Podría afirmarse de manera
rotunda que el señor Miller era un experto en París y sus costumbres, pues el
protocolo había sido el mismo año tras año. La visita al Salón de Otoño siempre
sucedía de igual modo, como si se tratara de uno de esos bailes de sociedad en los
que solo hubiera que memorizar los pasos. Sin embargo, aquella vez iba a ser
diferente. Fred Miller viajaba con compañía. Las características del negocio y
el ajetreo de ir de aquí para allá complicaban que su hija pudiera acompañarle
en sus viajes, pero en aquel caso el señor Miller había hecho una excepción.
París era la capital del
arte, una ciudad imprescindible para cualquier persona con inquietudes, y como
Agatha hacía tiempo que procuraba incluir a su amigo Alfred en todos sus
planes, el señor Miller había accedido a que fuera con ellos también.
Alfred estudiaba dibujo.
Estaba muy interesado por todo lo que tuviera relación con la pintura. El señor
Miller era consciente de su origen humilde, así que no había dudado en
comprarle el pasaje. Alfred podría observar las últimas tendencias y, quién
sabe, tal vez aquel viaje haría de él un gran artista. Fred Miller estaba
convencido de estar haciendo una buena inversión.

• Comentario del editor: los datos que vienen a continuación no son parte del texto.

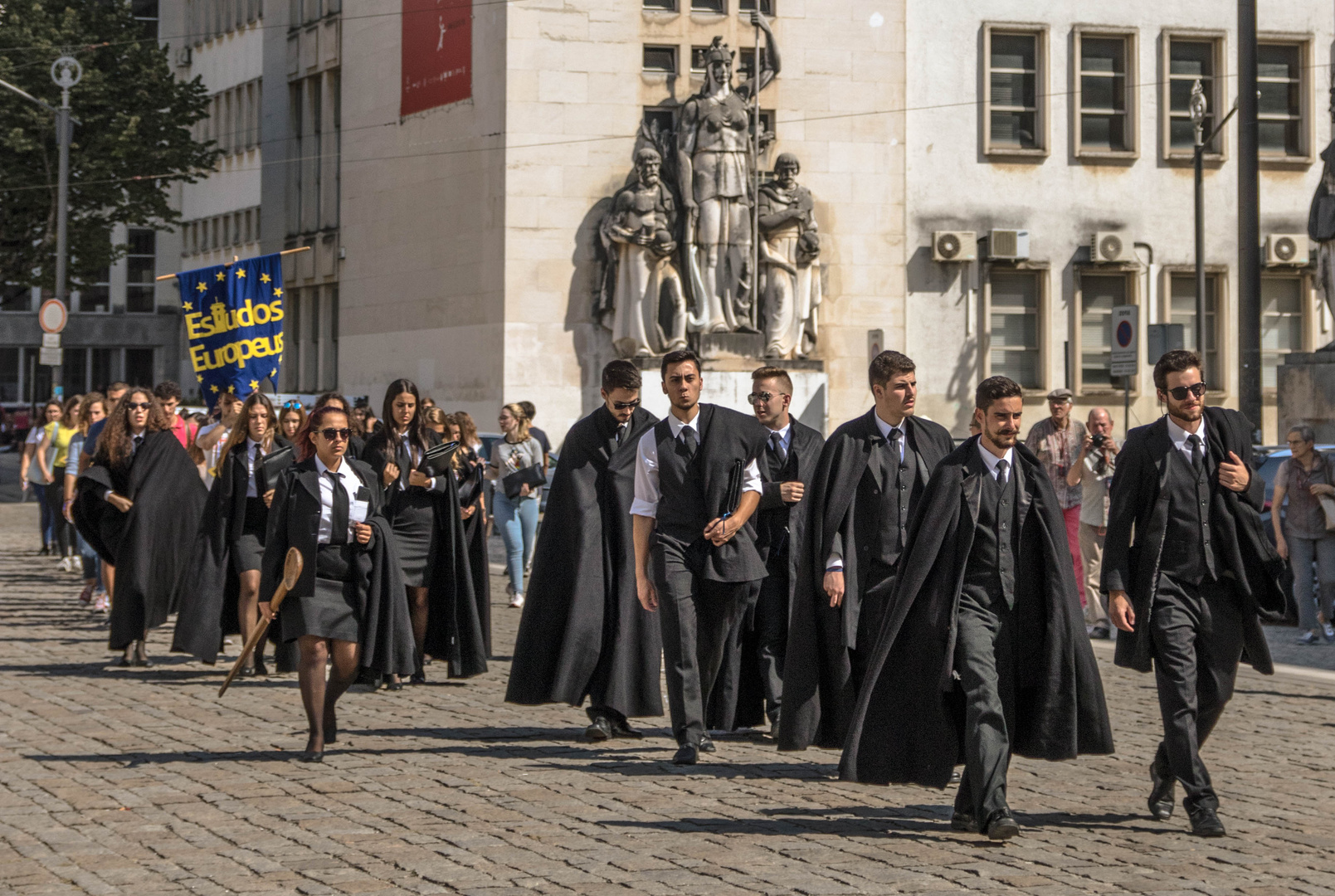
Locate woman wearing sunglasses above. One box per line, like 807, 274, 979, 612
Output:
72, 387, 208, 666
364, 379, 487, 689
173, 392, 295, 675
259, 405, 412, 762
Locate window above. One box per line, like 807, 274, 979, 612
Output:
988, 271, 1043, 388
1256, 44, 1307, 156
984, 27, 1046, 155
1260, 276, 1303, 388
125, 227, 158, 313
1080, 274, 1131, 392
125, 348, 158, 386
1076, 31, 1136, 155
1168, 272, 1224, 392
644, 46, 677, 75
1164, 35, 1224, 159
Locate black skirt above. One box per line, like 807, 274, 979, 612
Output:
231, 498, 268, 576
390, 489, 436, 587
279, 545, 362, 642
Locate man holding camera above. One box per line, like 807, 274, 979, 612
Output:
1067, 407, 1118, 640
1024, 388, 1088, 611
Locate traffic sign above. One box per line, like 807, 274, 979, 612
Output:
1108, 304, 1140, 377
37, 299, 70, 333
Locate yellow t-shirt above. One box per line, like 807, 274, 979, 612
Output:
42, 421, 75, 466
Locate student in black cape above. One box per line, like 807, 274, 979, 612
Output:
630, 350, 769, 765
259, 405, 414, 762
506, 361, 664, 741
840, 377, 1112, 840
709, 366, 825, 736
72, 387, 208, 666
1103, 348, 1287, 837
778, 351, 954, 751
173, 392, 295, 675
362, 379, 487, 689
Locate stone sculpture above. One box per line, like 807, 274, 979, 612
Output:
598, 147, 688, 358
677, 13, 780, 333
757, 152, 821, 358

—Qué lugar más impresionante
—había exclamado Alfred la tarde que todos llegaron a la capital francesa—. Me
había hecho a la idea de que París sería bonita, pero jamás pensé que fuera
tan… grandiosa.
—Es una de las ciudades más bellas del mundo
—afirmó el señor Miller—. Sin olvidar Roma, por supuesto.
Fred Miller siempre hablaba
dejando probabilidades sueltas. No entraba en su carácter afirmar las cosas de
modo categórico y ese era uno de los rasgos que Agatha más admiraba de su
padre. Con él era fácil hablar de cualquier tema. A pesar de que, por culpa de
sus continuos viajes, la niña pasaba más tiempo al año con su madre, solía
sentirse más cercana a su padre y su modo de pensar.
El señor Miller afirmaba que
Agatha siempre podría hacer lo que se propusiera. Miraba con buenos ojos todas
y cada una de sus inquietudes. En especial, lo relativo a sus asuntos de
detectives. Gracias a él, Agatha había podido fundar Miller & Jones, su
agencia de investigación. El día que la niña lanzó su propuesta, algo que hizo,
por supuesto, una mañana que su padre estaba en casa, su madre no se había
posicionado muy a favor. Según la señora Miller, aquella ocurrencia tan
extravagante no era la más adecuada para una señorita del opulento barrio de
Bayswater, aunque tampoco se sofocó demasiado. Tal vez porque no creía que la
cosa fuera a mayores. Sin embargo, el señor Miller se mostró entusiasmado con
la idea. Sugirió que Agatha y Morritos debían instalarse en el invernadero y
que comenzaran a trabajar con ahínco, si ese era su deseo. Gracias a eso Miller
& Jones había nacido, había crecido y, tras sumar más tarde a Alfred al
equipo, había conseguido resolver numerosos entuertos.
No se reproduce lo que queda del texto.